In de praktijk kan men vaststellen dat steeds meer handelaren verkooppromoties durven te doen tijdens de sperperiode. "Zij besluiten bijvoorbeeld een gezamenlijke aanbieding te doen, wat sinds 2010 wél is toegestaan. Sommigen bieden een product aan bij de aankoop van twee producten. Anderen gaan zelfs zover dat zij een korting aanbieden op een product bij de aankoop van verschillende producten. Dit soort aanbiedingen is interessant omdat de handelaar hiermee zijn referentieprijs kan houden. Als de consument namelijk besluit een product te kopen, betaalt hij de volle prijs die dus als referentieprijs zal gelden tijdens de solden.
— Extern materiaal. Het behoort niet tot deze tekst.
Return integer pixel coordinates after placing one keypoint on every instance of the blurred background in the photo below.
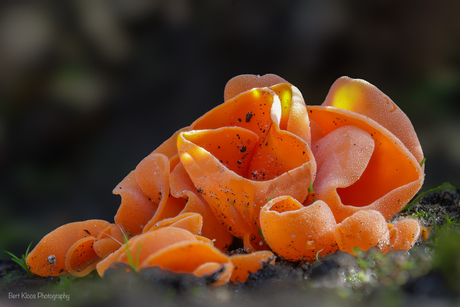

We moeten echter benadrukkend dat deze verkooppromoties in de vorm van een gezamenlijke aanbieding niet vrij zijn van kritiek gezien het doel ervan en de strikte definitie van het begrip "gezamenlijke aanbieding" in de Belgische wet. Je kunt echter vraagtekens zetten bij de verenigbaarheid van deze strikte definitie van de gezamenlijke aanbieding met de Europese richtlijn… " Voorzichtigheid of, op zijn minst, de evaluatie van de risico's die je hiermee loopt is daarom op zijn plaats." Er rest ons dus niets anders dan de volgende afleveringen van deze juridische saga af te wachten."